Some say sexual misconduct has long been a reality in Canada's film scene, and they contend it's a problem that appears to be growing.

Canadian Screen Awards 20140309

Mia Kirshner arrives at the Canadian Screen Awards in Toronto on Sunday March 9, 2014. (Chris Young/Canadian Press)

Actress Mia Kirshner wrote a blistering opinion piece last month in the Globe and Mail, blasting the "disease in [the] industry... of turning a blind eye to sexual harassment and abuse carried out by those who wield power in the film industry."

Kirshner has been critical of how performers unions like ACTRA and the Screen Actors Guild have handled the issue. 

"Too little, too late. I don't believe that ACTRA is actually interested listening to union members," Kirshner tweeted in the lead up to the meeting, referring to the acronym for Canada's performers' union.

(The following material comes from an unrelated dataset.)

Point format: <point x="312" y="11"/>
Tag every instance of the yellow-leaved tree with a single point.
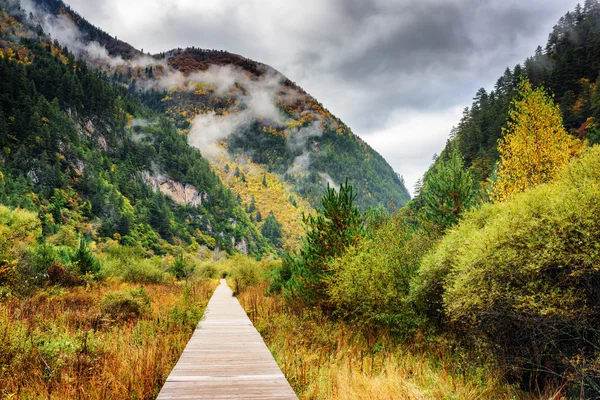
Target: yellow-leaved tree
<point x="535" y="146"/>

"I believe that this committee is being created for the purpose of public relations."

Kirshner also posted that she declined to be a part of a new committee created by ACTRA to deal with the issue and instead has co-created a group called #AfterMeToo to push for change. Her group will hold a two-day symposium in Toronto on Dec. 5 and 6.

Others were more hopeful.

"I've never seen a coming together like this before, and it's inspiring to see," said Kendrie Upton, executive director of the Director's Guild of Canada, B.C., of the meeting. 

"The conversation in the room was alive and exciting and, you know, I think there's a lot of work to be done, we want to do it right the first time."